29 Marzo 2024

Pickwick, il quindicinale catanese che ruppe i confini con il nord

Centodieci anni fa nasceva “Lacerba”. Il foglio di Giovanni Papini e Ardengo Soffici emetteva il primo vagito nel capodanno del 1913 ed era linfa nuova per i poeti combattenti dell’epoca. Si infrangevano le strutture del passato, si dava il via al frammentismo, al diario, all’aforisma. Un momento magico attraversava l’Italia con un grido di strafottenza dotta, con una voglia spregiudicata di fare arte in modo del tutto innovativo. Già nel nome Lacerba si riconosceva come “foglio stonato, urtante, spiacevole e personale”.

Così, un paio di anni dopo – un ritardo tipico meridionale – qualcuno in Sicilia raccolse la sfida. Si fece largo a Catania “Pickwick”. I fondatori, Giovanni Centorbi, Antonio Bruno, Mauro Ittar e un fantomatico Giacomo D’Artemi, misero in piedi un foglio dai toni originali.

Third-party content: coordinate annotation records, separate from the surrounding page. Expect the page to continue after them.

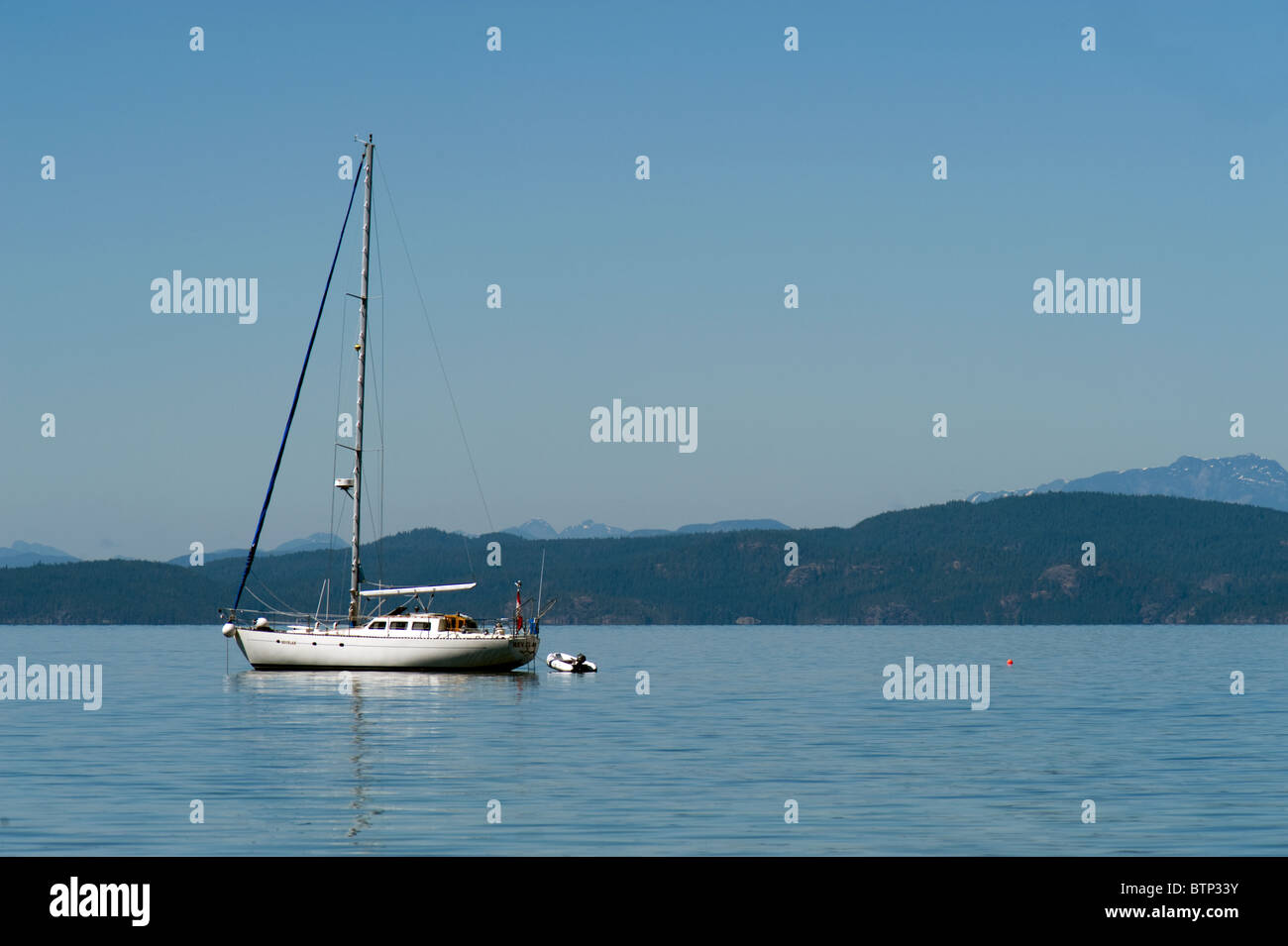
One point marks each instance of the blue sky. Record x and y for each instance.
(518, 167)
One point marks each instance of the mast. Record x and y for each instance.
(362, 364)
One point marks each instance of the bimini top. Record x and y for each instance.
(417, 589)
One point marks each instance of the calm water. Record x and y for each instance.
(735, 722)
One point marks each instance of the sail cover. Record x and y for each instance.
(417, 589)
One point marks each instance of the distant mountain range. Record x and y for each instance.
(1245, 478)
(1020, 560)
(309, 543)
(22, 554)
(590, 529)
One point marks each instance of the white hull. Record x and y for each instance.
(355, 650)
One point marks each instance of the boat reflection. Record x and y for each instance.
(428, 704)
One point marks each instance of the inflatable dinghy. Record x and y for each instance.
(570, 663)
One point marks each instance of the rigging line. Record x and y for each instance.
(438, 354)
(380, 399)
(281, 450)
(335, 450)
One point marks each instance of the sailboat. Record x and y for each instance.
(408, 636)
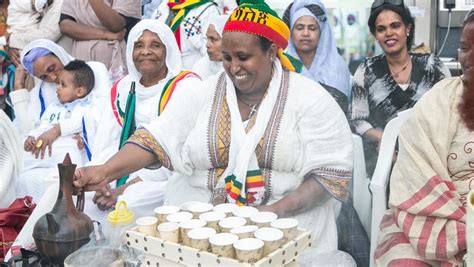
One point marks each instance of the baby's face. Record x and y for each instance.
(67, 90)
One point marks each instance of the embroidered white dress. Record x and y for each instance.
(300, 139)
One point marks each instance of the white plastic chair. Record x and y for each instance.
(11, 159)
(381, 176)
(361, 195)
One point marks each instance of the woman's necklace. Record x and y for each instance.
(252, 107)
(396, 74)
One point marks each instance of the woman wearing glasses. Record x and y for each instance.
(393, 81)
(426, 222)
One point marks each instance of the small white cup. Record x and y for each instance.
(249, 250)
(199, 237)
(245, 212)
(179, 217)
(222, 244)
(272, 237)
(186, 226)
(147, 225)
(245, 231)
(228, 223)
(199, 207)
(212, 219)
(263, 219)
(163, 211)
(226, 208)
(169, 231)
(289, 226)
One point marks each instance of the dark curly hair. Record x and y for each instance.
(402, 11)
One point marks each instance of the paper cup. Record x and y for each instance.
(198, 208)
(272, 237)
(226, 208)
(185, 206)
(199, 237)
(249, 250)
(212, 219)
(169, 231)
(163, 211)
(263, 219)
(245, 212)
(147, 225)
(245, 231)
(222, 244)
(228, 223)
(289, 227)
(179, 217)
(186, 226)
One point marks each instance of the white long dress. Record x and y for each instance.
(306, 133)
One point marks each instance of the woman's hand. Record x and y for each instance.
(47, 139)
(20, 76)
(91, 178)
(30, 143)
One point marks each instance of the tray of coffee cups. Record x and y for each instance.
(200, 234)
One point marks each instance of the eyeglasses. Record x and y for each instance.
(379, 3)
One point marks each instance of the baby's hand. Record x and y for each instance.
(30, 143)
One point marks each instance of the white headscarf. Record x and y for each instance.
(173, 55)
(57, 50)
(327, 67)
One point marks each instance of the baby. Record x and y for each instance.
(75, 83)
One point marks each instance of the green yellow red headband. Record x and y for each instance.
(256, 17)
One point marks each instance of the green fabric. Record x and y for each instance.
(128, 126)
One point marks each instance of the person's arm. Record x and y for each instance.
(129, 159)
(110, 18)
(82, 32)
(308, 195)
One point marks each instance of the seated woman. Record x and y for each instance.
(258, 118)
(391, 82)
(426, 222)
(313, 43)
(98, 29)
(212, 63)
(154, 64)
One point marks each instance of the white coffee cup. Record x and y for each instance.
(249, 250)
(169, 231)
(245, 212)
(199, 207)
(199, 237)
(147, 225)
(212, 219)
(228, 223)
(226, 208)
(245, 231)
(186, 226)
(222, 244)
(263, 219)
(163, 211)
(289, 226)
(272, 237)
(179, 217)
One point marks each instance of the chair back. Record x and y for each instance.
(381, 177)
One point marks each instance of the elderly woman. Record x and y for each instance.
(426, 222)
(154, 64)
(212, 63)
(258, 134)
(98, 29)
(313, 43)
(45, 60)
(389, 83)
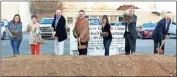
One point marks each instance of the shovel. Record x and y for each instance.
(159, 50)
(80, 46)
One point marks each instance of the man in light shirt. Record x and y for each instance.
(59, 33)
(130, 33)
(161, 32)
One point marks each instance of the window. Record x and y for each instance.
(121, 19)
(46, 21)
(93, 21)
(86, 16)
(113, 19)
(70, 20)
(93, 16)
(100, 18)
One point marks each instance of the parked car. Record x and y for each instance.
(112, 24)
(45, 27)
(138, 29)
(172, 30)
(4, 34)
(146, 30)
(93, 21)
(119, 24)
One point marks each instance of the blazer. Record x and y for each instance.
(132, 27)
(160, 30)
(60, 29)
(82, 30)
(34, 33)
(15, 30)
(107, 29)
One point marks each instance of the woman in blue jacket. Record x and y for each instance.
(15, 29)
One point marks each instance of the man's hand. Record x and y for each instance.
(53, 34)
(166, 36)
(78, 39)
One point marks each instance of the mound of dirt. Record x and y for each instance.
(118, 65)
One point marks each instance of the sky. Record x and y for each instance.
(171, 6)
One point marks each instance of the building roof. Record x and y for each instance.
(125, 7)
(46, 5)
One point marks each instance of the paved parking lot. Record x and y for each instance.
(144, 46)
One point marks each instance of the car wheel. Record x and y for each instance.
(3, 36)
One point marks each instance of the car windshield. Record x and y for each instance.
(46, 21)
(94, 21)
(3, 23)
(149, 25)
(118, 24)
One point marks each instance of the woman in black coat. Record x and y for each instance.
(106, 34)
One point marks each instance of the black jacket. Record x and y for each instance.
(160, 31)
(132, 27)
(107, 28)
(60, 29)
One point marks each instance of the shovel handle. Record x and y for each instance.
(162, 43)
(77, 39)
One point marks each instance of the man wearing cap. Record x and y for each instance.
(130, 33)
(161, 32)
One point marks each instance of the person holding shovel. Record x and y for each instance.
(160, 33)
(35, 35)
(59, 32)
(14, 29)
(81, 33)
(106, 34)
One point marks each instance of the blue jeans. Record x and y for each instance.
(15, 46)
(107, 43)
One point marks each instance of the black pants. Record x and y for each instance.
(83, 51)
(107, 43)
(157, 45)
(130, 43)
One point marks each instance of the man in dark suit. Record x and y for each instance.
(161, 32)
(59, 33)
(130, 33)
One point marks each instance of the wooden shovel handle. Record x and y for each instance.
(77, 38)
(162, 43)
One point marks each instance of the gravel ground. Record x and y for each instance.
(117, 65)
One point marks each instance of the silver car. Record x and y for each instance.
(4, 34)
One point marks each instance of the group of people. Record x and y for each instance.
(81, 30)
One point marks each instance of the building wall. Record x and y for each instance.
(9, 9)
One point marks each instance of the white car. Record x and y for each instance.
(172, 30)
(4, 34)
(45, 26)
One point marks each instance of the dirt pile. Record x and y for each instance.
(118, 65)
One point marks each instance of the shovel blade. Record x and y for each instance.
(82, 47)
(159, 50)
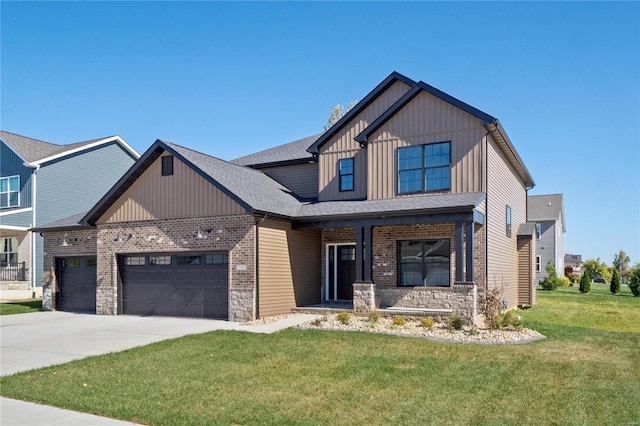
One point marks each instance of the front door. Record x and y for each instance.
(341, 272)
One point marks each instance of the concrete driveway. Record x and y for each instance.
(41, 339)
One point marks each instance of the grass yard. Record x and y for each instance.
(586, 372)
(22, 307)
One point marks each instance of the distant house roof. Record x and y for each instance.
(68, 223)
(288, 153)
(35, 152)
(546, 207)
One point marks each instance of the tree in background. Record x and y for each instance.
(615, 283)
(621, 263)
(597, 269)
(337, 113)
(585, 283)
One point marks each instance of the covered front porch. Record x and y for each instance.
(427, 264)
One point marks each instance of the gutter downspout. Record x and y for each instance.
(33, 234)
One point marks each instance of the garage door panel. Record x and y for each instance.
(194, 289)
(76, 283)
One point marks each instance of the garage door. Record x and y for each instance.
(76, 283)
(185, 284)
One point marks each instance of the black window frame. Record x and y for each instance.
(423, 262)
(342, 175)
(424, 168)
(167, 165)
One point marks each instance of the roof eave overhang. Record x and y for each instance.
(117, 139)
(500, 135)
(366, 101)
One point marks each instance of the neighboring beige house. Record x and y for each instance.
(547, 213)
(414, 200)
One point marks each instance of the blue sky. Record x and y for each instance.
(229, 79)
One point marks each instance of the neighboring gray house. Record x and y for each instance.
(41, 182)
(547, 212)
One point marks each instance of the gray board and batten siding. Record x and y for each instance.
(75, 183)
(11, 165)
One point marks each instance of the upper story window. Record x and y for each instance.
(424, 168)
(10, 191)
(8, 251)
(167, 165)
(345, 171)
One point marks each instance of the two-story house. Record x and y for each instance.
(41, 182)
(413, 200)
(547, 212)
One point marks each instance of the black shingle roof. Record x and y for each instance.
(282, 154)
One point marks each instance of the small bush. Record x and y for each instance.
(399, 321)
(454, 321)
(426, 323)
(634, 282)
(344, 317)
(615, 283)
(374, 317)
(512, 319)
(585, 283)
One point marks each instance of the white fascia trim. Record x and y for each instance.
(14, 228)
(10, 212)
(14, 151)
(117, 139)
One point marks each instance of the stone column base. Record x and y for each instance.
(364, 297)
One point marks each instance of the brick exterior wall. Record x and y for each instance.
(81, 243)
(235, 234)
(461, 298)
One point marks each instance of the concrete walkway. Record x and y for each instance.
(29, 341)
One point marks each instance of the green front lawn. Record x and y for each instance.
(586, 372)
(22, 307)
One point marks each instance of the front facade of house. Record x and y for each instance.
(413, 200)
(547, 213)
(41, 182)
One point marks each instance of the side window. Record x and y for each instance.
(345, 172)
(167, 165)
(10, 191)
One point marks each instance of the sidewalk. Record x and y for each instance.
(19, 413)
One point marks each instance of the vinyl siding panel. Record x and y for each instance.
(288, 268)
(342, 145)
(503, 188)
(11, 165)
(526, 265)
(427, 119)
(183, 194)
(74, 184)
(546, 248)
(302, 179)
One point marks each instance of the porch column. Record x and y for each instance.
(368, 253)
(470, 255)
(359, 254)
(459, 251)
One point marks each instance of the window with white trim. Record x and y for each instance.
(8, 251)
(9, 191)
(424, 168)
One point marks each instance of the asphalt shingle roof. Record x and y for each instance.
(252, 187)
(33, 149)
(296, 150)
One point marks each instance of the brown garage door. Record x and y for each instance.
(185, 284)
(76, 283)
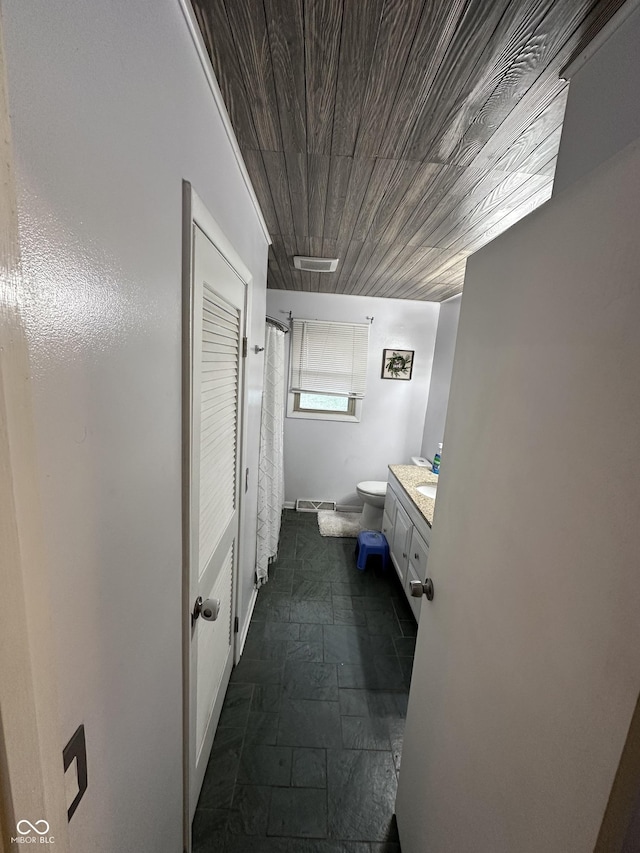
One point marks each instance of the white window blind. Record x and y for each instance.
(329, 358)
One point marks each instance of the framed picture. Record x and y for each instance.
(397, 363)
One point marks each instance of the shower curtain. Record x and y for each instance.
(271, 467)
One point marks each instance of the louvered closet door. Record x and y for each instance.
(217, 317)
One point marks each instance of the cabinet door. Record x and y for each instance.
(418, 554)
(400, 542)
(387, 527)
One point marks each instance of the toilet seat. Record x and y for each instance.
(377, 488)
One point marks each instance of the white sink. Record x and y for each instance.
(428, 491)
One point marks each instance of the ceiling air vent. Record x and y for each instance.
(315, 264)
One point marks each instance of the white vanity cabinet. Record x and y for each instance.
(408, 534)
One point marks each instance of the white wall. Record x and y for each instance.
(441, 375)
(325, 459)
(602, 114)
(110, 111)
(527, 671)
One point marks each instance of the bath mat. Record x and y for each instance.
(339, 523)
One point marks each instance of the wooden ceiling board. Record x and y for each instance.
(397, 135)
(285, 25)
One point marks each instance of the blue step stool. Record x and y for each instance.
(371, 542)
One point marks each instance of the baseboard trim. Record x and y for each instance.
(247, 622)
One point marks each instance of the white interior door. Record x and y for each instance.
(527, 667)
(217, 306)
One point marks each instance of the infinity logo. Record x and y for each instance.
(31, 827)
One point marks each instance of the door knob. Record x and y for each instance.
(208, 609)
(418, 589)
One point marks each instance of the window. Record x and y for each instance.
(328, 367)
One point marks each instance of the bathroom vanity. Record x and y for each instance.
(406, 523)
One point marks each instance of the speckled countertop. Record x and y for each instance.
(410, 476)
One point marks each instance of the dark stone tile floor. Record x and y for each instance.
(307, 752)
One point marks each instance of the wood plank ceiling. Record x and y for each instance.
(397, 135)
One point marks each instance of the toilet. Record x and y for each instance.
(373, 493)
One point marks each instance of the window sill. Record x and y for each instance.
(323, 416)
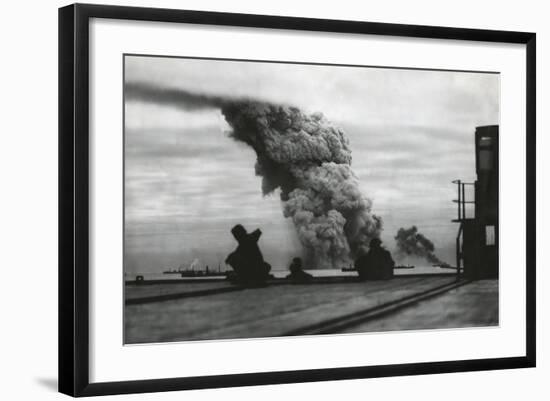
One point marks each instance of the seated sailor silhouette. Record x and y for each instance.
(297, 274)
(247, 260)
(376, 264)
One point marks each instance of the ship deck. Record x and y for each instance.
(215, 309)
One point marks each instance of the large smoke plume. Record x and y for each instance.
(307, 158)
(411, 242)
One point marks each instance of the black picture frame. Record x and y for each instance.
(74, 202)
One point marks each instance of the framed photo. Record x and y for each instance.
(251, 199)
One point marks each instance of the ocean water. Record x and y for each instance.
(280, 273)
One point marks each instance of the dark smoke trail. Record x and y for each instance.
(171, 97)
(411, 242)
(305, 156)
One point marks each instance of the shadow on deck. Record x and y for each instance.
(206, 310)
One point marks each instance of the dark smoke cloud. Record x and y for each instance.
(307, 158)
(411, 242)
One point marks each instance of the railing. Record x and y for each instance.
(461, 201)
(461, 209)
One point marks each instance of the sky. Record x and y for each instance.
(187, 183)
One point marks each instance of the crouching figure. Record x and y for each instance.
(247, 260)
(297, 274)
(376, 264)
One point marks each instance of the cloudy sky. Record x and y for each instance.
(187, 183)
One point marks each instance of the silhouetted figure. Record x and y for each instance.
(297, 274)
(247, 260)
(376, 264)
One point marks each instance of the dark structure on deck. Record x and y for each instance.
(477, 239)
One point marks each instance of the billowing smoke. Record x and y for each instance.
(411, 242)
(308, 159)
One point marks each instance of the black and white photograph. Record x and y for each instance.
(266, 199)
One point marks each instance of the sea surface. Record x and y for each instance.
(283, 273)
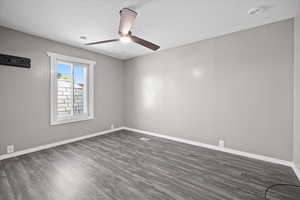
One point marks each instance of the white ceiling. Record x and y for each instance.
(168, 23)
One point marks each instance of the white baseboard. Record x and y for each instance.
(209, 146)
(47, 146)
(232, 151)
(296, 170)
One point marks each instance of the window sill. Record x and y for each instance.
(66, 121)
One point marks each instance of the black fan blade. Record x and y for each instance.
(144, 43)
(101, 42)
(127, 17)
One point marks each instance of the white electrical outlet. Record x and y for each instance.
(221, 143)
(10, 149)
(112, 126)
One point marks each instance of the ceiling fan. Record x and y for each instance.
(127, 17)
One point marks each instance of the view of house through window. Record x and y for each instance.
(71, 89)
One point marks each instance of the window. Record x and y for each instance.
(72, 89)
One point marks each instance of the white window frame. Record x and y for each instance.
(54, 59)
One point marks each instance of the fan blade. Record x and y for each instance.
(145, 43)
(101, 42)
(127, 17)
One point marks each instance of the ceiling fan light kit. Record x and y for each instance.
(127, 17)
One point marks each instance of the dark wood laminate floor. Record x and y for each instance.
(120, 166)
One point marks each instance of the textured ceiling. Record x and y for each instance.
(168, 23)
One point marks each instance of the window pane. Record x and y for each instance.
(80, 85)
(64, 90)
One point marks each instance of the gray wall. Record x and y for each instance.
(297, 92)
(25, 101)
(238, 87)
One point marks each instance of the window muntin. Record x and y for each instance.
(71, 89)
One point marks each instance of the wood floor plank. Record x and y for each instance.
(121, 166)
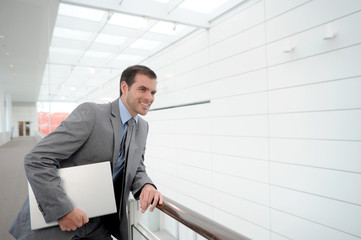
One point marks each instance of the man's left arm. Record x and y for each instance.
(144, 189)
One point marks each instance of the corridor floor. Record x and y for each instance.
(13, 184)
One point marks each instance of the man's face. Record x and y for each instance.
(138, 98)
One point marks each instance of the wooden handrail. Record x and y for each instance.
(198, 223)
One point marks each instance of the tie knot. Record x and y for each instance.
(131, 122)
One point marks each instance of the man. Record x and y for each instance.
(93, 133)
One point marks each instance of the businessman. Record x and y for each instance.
(94, 133)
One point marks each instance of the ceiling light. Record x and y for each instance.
(72, 34)
(97, 54)
(127, 21)
(202, 6)
(110, 39)
(145, 44)
(81, 12)
(126, 57)
(167, 28)
(64, 50)
(92, 70)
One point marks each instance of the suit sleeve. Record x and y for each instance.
(42, 162)
(141, 177)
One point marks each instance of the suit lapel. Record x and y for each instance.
(115, 120)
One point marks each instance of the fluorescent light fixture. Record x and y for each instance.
(126, 57)
(92, 70)
(97, 54)
(145, 44)
(167, 28)
(69, 51)
(81, 12)
(110, 39)
(127, 21)
(202, 6)
(72, 34)
(162, 1)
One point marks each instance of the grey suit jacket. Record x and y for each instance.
(90, 134)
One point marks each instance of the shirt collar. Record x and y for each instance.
(124, 113)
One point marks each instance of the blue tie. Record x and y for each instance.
(124, 147)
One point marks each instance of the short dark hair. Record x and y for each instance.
(130, 72)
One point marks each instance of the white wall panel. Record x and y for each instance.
(185, 233)
(309, 15)
(163, 126)
(312, 42)
(195, 159)
(195, 197)
(243, 19)
(241, 126)
(239, 84)
(241, 63)
(246, 168)
(329, 183)
(278, 7)
(339, 64)
(254, 37)
(194, 142)
(299, 229)
(246, 210)
(342, 155)
(192, 94)
(191, 78)
(276, 152)
(194, 43)
(193, 61)
(240, 105)
(335, 214)
(195, 175)
(194, 111)
(243, 189)
(317, 125)
(241, 146)
(343, 94)
(275, 236)
(193, 126)
(241, 226)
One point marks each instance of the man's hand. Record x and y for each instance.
(73, 220)
(150, 195)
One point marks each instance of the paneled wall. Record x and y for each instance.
(275, 151)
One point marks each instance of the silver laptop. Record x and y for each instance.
(89, 187)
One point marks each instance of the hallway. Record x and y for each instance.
(13, 185)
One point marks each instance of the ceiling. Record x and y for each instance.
(62, 52)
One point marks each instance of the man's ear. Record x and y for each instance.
(124, 87)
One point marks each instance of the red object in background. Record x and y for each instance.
(56, 119)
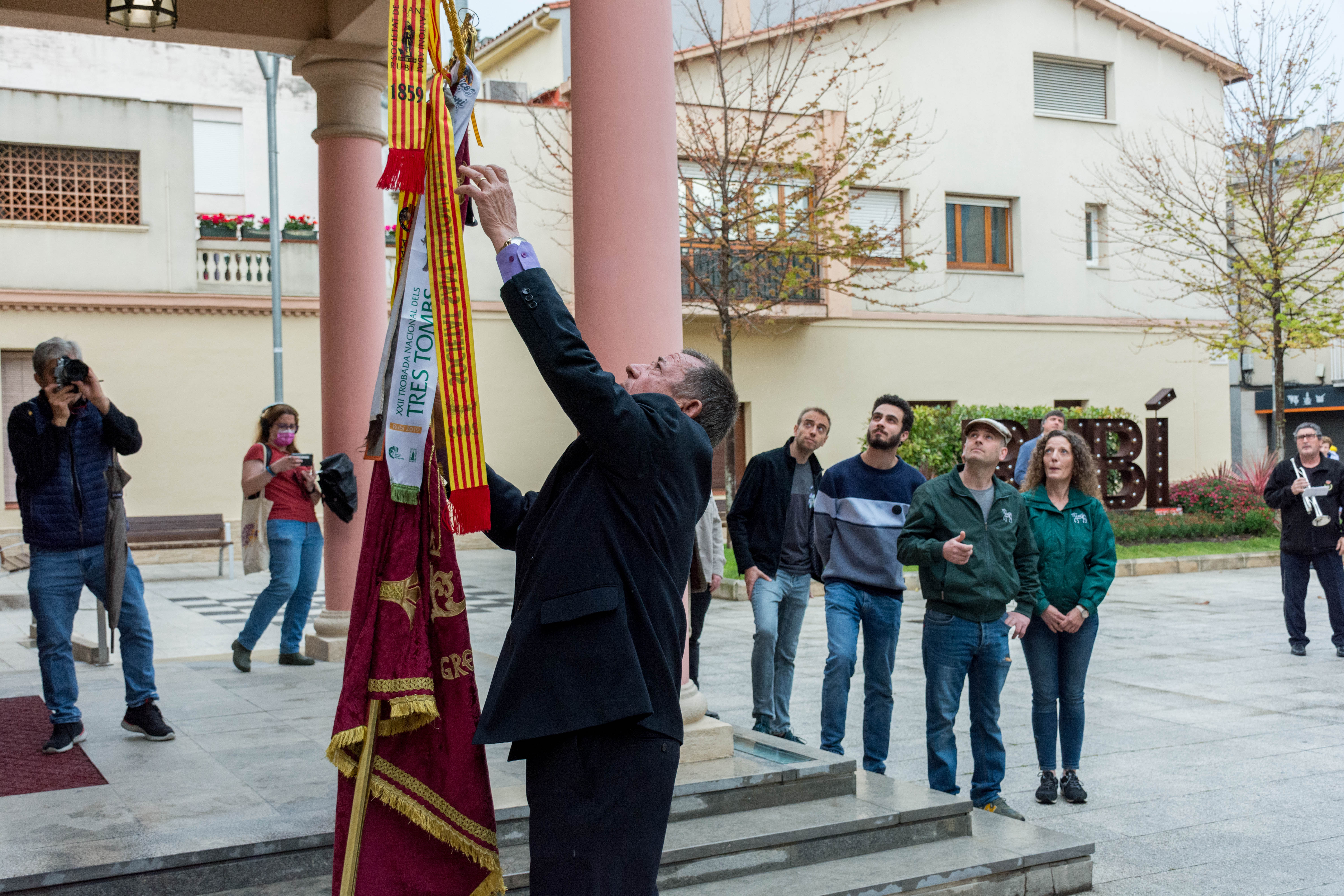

Non un vero e proprio foglio d’assalto, non esattamente futurista, Pickwick guardò alla letteratura d’oltralpe, a Baudelaire, Rimbaud, Laforgue e Mallarmè.

E in questa, come in altre movenze, il quindicinale catanese si macchiò di lacerbismo. Fu Antonio Aniante, qualche tempo dopo, a scrivere: «I suoi redattori innamorati del cenacolo fiorentino delle Giubbe rosse Papini e compagni, vollero rinnovare a Catania i fasti di Lacerba. Pickwick esteriormente, rassomigliava molto alla rivista fiorentina. Centorbi e i suoi amici vedevano di buon occhio il movimento spazzola della polvere classica, in piena vita a Firenze, per mano di Papini. E senza voler imitare quelli di lassù, i quattro cavalieri dell’apocalisse catanese, stampavano a Catania l’edizione oltre-stretto di Lacerba, dal titolo Pickwick».

Antonio Bruno

Nel 1915 Soffici, sulle pagine del periodico fiorentino, la attenzionò ai lettori intelligenti; altrettanto fece De Robertis, che su “La Voce” dello stesso anno la indicò come “la sola rivista degna di considerazione che sia uscita in Italia in questi ultimi tempi, tra tutte le altre che disonorano la letteratura e l’arte”. Entrambi notarono l’evidente stampo lacerbiano. Ecco perché, parecchi anni dopo, l’ex pickwickiano Centorbi confessò: “Le otto pagine ripetevano deliberatamente e quasi specchiavano il formato, lo stile tipografico e persino il color giallo antico di Lacerba, la rivista fiorentina di Soffici, Papini e Palazzeschi”. A conti fatti, già dal primo numero, il periodico di Bruno e compagni sembrava fare sul serio: “Diffondete Pickwick l’unico giornale che lasci dormire in pace Mario Rapisardi e che rinunzi ad occuparsi dello annoso problema meridionale”.

Ardengo Soffici

Abbandonare i padri ottocenteschi e scavalcare i limiti del provincialismo, ecco la mission dei pickwickiani. Ne uscirono cinque in tutto, numeri dal marzo al maggio 1915. Sulla falsa riga di Lacerba, la rivista catanese si avvalse di un titolo impronunciabile. Se la ridevano, Bruno Centorbi e Ittar, a pensare che i catanesi scambiassero il nome del circolo dickensiano con un banale picnic. Faceva odiens, cartaceo ovviamente. Il culto di D’Annunzio veniva crocifisso e con lui tutta la letteratura romantica. Pickwick apriva le porte a un futurismo moderato. I toni simbolisti lo ponevano al centro di una dimensione presentista-modernista, tipica delle riviste del primo ventennio del secolo.

In realtà il tono scanzonato degli animatori di Pickwick celava un atteggiamento aristocratico, un ribellismo contro mentalità e costume correnti, un piglio germanofilo. Quest’ultimo fu aspramente criticato dai lacerbiani: “Nel primo numero leggiamo un articolo, Deutschland di Giovanni Centorbi in lode alla Germania. È inutile dire che l’assunto ci ripugna, ma è scritto con talento. F.T. Marinetti avrebbe potuto sottoscriverlo se gli fosse piaciuto di assumere un’attitudine franca davanti al conflitto europeo”. Ne era comunque valsa la pena. Soffici, in punta di penna, aveva dato credito ai catanesi. Antonio Bruno e i suoi Balocchi pickwickiani potevano davvero dirsi figli del Giornale di bordo di Lacerba. Nel 1915, tra nord e sud, non c’era alcun confine: all’Arlecchino di Firenze faceva eco il Pierrot di Catania.